## Overview

Which tasks do we tackle where? The book is structured into four main parts and some appendices that cover special topics. Here is an overview of its chapters, with links to corresponding chapters in the r4ds textbook :

### Chapters and topics

#### Part 1: Prepare

1. Preambulations

1. Basic R concepts and commands

#### Part 2: Explore

1. Visualizing data

1. Transforming data

1. Exploring data

#### Part 3: Wrangle

1. Tibbles

1. Importing data

1. Tidying data

1. Joining data

1. Strings of text

1. Dates and times

1. Functions
2. Iteration

#### Appendices

The following appendices provide supporting materials for the ds4psy course:

• Appendix A provides the solutions to exercises.

• Appendix B provides details on the datasets used in this course.

• Appendix C describes the features of a successful data science project.

Other appendices are of a more general nature and provide introductions to specific topics:

• Appendix D provides a primer on using colors in R.

• Appendix E provides a primer on using regular expressions.

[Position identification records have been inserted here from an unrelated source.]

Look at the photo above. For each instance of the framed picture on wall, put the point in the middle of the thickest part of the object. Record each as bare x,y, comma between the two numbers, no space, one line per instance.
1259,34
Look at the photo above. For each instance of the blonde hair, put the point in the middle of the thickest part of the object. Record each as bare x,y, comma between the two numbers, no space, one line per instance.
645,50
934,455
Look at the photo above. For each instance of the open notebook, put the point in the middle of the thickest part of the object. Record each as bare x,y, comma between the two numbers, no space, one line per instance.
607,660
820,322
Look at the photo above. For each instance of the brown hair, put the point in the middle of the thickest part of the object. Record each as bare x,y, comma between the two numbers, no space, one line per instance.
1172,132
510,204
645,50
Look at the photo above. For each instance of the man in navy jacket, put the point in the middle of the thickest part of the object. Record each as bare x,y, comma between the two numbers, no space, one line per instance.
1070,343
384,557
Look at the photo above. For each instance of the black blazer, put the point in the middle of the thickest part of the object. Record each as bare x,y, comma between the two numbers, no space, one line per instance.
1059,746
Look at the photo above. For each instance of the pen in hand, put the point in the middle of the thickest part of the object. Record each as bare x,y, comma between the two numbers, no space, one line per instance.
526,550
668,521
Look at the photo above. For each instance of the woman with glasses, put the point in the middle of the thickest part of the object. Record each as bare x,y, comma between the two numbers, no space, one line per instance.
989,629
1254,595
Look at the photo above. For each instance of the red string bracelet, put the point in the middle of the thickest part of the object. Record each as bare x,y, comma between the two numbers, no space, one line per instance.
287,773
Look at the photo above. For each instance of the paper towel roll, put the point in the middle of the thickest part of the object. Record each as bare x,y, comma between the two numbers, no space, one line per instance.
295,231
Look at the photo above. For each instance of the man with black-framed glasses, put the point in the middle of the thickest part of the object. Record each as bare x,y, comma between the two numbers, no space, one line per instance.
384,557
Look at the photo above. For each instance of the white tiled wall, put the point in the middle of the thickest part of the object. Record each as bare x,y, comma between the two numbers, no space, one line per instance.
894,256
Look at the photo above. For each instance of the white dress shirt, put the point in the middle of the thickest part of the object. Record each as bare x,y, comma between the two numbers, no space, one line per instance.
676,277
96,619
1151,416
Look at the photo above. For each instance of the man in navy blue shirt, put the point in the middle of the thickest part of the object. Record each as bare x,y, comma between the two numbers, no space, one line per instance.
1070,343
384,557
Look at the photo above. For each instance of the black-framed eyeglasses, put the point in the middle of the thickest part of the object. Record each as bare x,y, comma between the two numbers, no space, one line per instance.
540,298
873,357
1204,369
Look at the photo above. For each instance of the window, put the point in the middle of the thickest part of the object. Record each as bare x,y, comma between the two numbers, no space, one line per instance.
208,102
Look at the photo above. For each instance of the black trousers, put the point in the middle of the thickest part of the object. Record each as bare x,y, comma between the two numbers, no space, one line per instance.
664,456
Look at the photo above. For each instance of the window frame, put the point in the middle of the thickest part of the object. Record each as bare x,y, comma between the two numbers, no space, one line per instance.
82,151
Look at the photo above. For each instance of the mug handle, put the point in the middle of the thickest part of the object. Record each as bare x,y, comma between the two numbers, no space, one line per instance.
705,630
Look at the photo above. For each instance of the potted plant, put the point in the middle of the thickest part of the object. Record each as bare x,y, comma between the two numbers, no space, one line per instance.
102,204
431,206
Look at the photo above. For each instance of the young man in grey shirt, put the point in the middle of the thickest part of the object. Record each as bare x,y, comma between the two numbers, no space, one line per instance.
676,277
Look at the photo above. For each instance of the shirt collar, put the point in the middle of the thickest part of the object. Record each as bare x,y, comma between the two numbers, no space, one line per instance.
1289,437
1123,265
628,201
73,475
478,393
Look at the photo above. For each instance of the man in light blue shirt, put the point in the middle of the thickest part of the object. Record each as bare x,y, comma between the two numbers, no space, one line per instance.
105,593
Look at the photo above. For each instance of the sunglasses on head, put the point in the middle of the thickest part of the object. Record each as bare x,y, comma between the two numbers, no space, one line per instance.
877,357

• Appendix F provides a primer on using R Markdown.

### Orientation

The following diagram provides a schematic overview of the book parts, topics, and corresponding chapters in our course curriculum. Whereas the colors of the horizontal lines signals which sessions belong to each part, the height of a bar reflects the relevance of each chapter within this course:

As you can see, the first four chapters are particularly important. And as the contents of later chapters build and depend on earlier ones, please make sure that you really make a solid start in your endeavours.

Arranging the same information in a clock-wise fashion is a bit gimmicky, but allows signaling our current position (by highlighting it in yellow):

Both plots also show that mastering Chapters 1 to 4 (i.e., Parts 1: Prepare and 2: Explore) will put you in a very good position for succeeding in this course.

### Session structure

This course mostly uses the so-called flipped classroom paradigm, in which students are solving exercises — individually or in small groups — with additional guidance by the instructor (see Wikipedia: flipped classroom for details). So what should you do when?

• Before class: You need to prepare every session at home by

1. reading the current chapter, and

2. preparing an .R or .Rmd script that includes all chapter code (without the exercises).

• During class: Every session consists of two parts:

1. Asking questions (plenary): To start each weekly session, the instructor introduces the current topic and answers questions on main concepts or commands.

2. Begin with weekly exercises (in random dyads/triples): Copy exercises into your script and solve them in a way that you can discuss/share with other members of the class.

• After class: Finish exercises at home and submit your solutions on Ilias by Sunday of the same week (23:59).